Summation of: $\sum_{1}^{\infty}\left(\frac{2}{3}\right)^x$

Question

This is a subsection in my statistics homework. It goes back to calculus II and summations, and it's been a long time since I've studied it so I'm rusty.

I'm looking to solve the summation of $c\left(\frac{2}{3}\right)^x$ where $c$ is a constant to where I can solve for $c$.

I understand that we say that this summation is: $$c\left[\frac{2}{3}+\left(\frac{2}{3}\right)^2 +\left(\frac{2}{3}\right)^3 +\cdots\right]$$ But the book then says that this then equals to:

$$c\dfrac{\dfrac{2}{3}}{1-\dfrac{2}{3}}$$

Any help?

Also I know my coding ability is little to none so if you'd like to edit my question to make it look more presentable feel free to.

Thanks all.

Answer 1

This is a geometric series, and it converges since $2/3 <1$.

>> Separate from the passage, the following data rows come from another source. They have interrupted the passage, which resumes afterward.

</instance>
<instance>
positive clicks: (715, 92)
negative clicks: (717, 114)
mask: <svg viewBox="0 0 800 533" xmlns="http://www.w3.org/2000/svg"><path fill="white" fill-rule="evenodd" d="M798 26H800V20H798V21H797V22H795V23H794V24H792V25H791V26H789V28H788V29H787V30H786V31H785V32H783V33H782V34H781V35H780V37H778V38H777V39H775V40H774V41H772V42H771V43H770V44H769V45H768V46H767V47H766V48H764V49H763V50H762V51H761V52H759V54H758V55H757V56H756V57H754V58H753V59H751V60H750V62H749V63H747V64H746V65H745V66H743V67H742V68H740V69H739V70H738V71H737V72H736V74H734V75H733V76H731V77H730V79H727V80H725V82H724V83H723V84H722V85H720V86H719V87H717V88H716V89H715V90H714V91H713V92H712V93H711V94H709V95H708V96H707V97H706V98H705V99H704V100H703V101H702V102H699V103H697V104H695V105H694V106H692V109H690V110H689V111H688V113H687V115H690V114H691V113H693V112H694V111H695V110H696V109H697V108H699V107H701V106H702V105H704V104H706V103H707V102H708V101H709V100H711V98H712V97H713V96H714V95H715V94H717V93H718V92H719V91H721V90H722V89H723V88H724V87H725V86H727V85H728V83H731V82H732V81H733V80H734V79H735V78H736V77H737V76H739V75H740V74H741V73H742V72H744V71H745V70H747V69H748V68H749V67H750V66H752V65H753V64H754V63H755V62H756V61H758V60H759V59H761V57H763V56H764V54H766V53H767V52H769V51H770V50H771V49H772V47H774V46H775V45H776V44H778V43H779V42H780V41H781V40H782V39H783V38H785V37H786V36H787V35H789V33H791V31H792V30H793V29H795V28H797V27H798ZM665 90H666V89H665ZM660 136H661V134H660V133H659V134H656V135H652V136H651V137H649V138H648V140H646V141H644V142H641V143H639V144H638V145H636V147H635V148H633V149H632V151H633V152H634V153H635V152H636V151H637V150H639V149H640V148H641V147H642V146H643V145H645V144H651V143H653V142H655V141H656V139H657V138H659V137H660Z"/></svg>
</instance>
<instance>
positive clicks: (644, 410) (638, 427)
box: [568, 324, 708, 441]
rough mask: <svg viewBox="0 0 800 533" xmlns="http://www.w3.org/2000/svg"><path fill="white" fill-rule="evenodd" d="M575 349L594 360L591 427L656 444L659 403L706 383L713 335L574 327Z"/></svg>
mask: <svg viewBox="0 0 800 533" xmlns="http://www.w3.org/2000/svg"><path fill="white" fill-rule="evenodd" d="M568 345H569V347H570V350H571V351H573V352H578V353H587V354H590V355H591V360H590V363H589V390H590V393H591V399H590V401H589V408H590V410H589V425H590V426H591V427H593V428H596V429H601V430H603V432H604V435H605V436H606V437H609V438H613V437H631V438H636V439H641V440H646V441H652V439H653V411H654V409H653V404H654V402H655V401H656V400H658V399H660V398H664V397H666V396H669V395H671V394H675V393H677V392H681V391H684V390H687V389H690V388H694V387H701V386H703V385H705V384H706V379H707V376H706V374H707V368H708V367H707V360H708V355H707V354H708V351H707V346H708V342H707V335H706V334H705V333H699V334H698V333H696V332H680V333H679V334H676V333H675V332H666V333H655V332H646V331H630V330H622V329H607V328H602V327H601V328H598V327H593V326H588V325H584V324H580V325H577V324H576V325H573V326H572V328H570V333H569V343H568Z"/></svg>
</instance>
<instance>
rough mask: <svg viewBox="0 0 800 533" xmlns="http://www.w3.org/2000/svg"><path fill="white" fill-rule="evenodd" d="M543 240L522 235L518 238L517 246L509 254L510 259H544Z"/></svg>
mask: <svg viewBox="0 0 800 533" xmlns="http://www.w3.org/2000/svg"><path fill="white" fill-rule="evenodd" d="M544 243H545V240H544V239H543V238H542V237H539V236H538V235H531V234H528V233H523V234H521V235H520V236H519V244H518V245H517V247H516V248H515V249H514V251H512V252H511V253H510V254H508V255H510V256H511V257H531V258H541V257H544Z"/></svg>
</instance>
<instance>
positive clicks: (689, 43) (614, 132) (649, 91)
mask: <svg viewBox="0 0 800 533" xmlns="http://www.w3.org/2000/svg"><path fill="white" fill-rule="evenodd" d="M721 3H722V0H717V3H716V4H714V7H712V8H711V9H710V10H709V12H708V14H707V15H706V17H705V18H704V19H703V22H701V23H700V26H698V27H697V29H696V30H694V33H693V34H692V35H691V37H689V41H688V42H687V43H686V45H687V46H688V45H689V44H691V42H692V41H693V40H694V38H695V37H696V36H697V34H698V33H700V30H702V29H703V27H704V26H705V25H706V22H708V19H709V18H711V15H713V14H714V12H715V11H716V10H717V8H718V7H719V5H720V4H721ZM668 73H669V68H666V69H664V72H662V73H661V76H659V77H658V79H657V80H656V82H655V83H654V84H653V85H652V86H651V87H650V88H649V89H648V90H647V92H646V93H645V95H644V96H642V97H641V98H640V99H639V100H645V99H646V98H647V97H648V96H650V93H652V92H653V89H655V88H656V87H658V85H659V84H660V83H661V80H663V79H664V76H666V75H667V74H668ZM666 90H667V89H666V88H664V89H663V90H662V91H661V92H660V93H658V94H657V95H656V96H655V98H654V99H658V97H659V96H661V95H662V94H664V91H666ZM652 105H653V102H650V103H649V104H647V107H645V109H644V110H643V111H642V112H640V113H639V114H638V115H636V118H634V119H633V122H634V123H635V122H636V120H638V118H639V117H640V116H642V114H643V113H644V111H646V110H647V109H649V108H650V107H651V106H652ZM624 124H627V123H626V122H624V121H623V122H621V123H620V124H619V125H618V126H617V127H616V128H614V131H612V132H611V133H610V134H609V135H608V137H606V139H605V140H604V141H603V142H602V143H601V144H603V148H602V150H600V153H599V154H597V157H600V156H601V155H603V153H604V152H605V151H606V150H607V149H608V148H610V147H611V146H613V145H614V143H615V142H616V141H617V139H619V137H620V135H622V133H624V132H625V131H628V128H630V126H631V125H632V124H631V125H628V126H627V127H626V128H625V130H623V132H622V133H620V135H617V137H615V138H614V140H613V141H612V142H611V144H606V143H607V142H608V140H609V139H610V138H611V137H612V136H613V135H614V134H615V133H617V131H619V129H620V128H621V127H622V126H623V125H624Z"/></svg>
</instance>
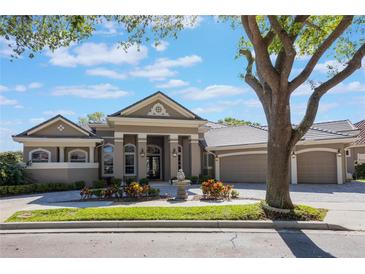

If we write $$S=c ( (2/3) + (2/3)^2 + (2/3)^3 + \cdots )$$ then we see that $$(2/3) S = c ( (2/3)^2 + (2/3)^3 + (2/3)^4 + \cdots )$$

subtracting $(2/3)S$ from $S$ we find: $$( 1-(2/3) )S = c ( 2/3)$$ Now if we solve for $S$ we have: $$S = \frac{c(2/3)}{1-(2/3)}$$ which is the answer provided in your homework.